Processes a query against a specific collection, retrieving and transforming
the data into a DataFrame.
Args:
collection_name: The name of the collection to query
query: The validated user query
Returns:
A pandas DataFrame containing the processed data
Raises:
ValueError: If the collection cannot be accessed or processed
DataFrameError: If the data cannot be transformed into a suitable DataFrame
"""
Processing Flow
Query Parameter Extraction
The collection processor uses an LLM to extract query parameters:
- Fields: Which columns/fields to include in the result
- Filters: Conditions to filter the data (e.g., date ranges, categories)
- Aggregations: How to group and aggregate the data (e.g., sum, average, count)

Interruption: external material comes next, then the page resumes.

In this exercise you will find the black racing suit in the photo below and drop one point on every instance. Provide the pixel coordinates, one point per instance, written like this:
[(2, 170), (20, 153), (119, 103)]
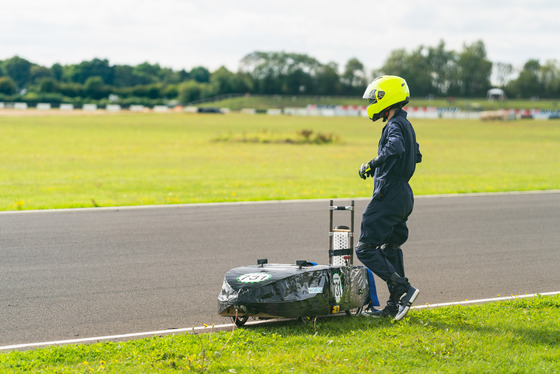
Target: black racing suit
[(384, 219)]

- Sorting: How to order the results
- Limits: Maximum number of records to return
DataFrame Transformations
The processor applies several transformations to prepare the data:
- Type Conversion: Ensuring dates, numbers, and categories have appropriate types
- Null Handling: Managing missing values through imputation or filtering
- Derived Columns: Creating calculated fields based on the query requirements
- Normalization: Scaling numerical values when needed
Data Schema
The system is designed to work with various data schemas, but primarily expects collections related to marketing analytics:
Sample Collection Schema: campaign_performance
Field | Type | Description |
---|---|---|
date | Date | The date of the performance record |
campaign_id | String | Unique identifier for the campaign |
channel | String | Marketing channel (e.g., Facebook, Google) |
age_group | String | Target audience age group |
ad_spend | Number | Amount spent on advertising |
views | Number | Number of ad views/impressions |
leads | Number | Number of leads generated |
new_accounts | Number | Number of new accounts created |
country | String | Country targeted by the campaign |
revenue | Number | Revenue attributed to the campaign |
MongoDB Integration
The Data Processor leverages MongoDB's query capabilities for efficient data retrieval:
def build_mongodb_query(parameters: Dict[str, Any]) -> Dict[str, Any]:
"""
Builds a MongoDB query from extracted parameters.
Args:
parameters: Dictionary of query parameters
Returns:
A MongoDB query document
"""
query = {}
# Add filters
if "filters" in parameters:
for field, condition in parameters["filters"].items():
if isinstance(condition, dict):
# Handle operators like $gt, $lt, etc.
query[field] = condition
else:
# Exact match
query[field] = condition
return query
Interaction with Other Components
The Data Processor interfaces with other system components as follows:
Error Handling
The Data Processor implements robust error handling:
- Collection Access: Verifies that the requested collection exists and is accessible
- Query Construction: Validates that the MongoDB query is well-formed
- Data Retrieval: Handles timeouts and connection issues
- Data Processing: Catches and reports transformation errors
- Edge Cases: Manages empty results and unexpected data formats
Performance Optimization
The Data Processor includes several optimizations:
- Query Projection: Only retrieves needed fields from MongoDB
- Batch Processing: Processes large datasets in chunks
- Indexing Awareness: Constructs queries to leverage existing MongoDB indexes
- Result Limiting: Applies limits to prevent memory issues with large datasets
Example Usage
from mypackage.b_data_processor import collection_selector, collection_processor
# Select collection
try:
collection = collection_selector.select_collection_for_query(
"What was our ad spend by channel last month?"
)
print(f"Selected collection: {collection}")
# Process query
df = collection_processor.process_collection_query(
collection,
"What was our ad spend by channel last month?"
)
print(f"Retrieved data with shape: {df.shape}")
print(df.head())
except Exception as e:
print(f"Error processing data: {str(e)}")
Configuration
The Data Processor uses the following configurations:
# From llm_config.py
COLLECTION_SELECTOR_MODEL = "llama3-8b-8192"
COLLECTION_PROCESSOR_MODEL = "qwen-2.5-coder-32b"
# From database.py
RESTRICTED_COLLECTIONS = ["users", "prophet_predictions"]
These settings can be adjusted based on performance requirements and security considerations.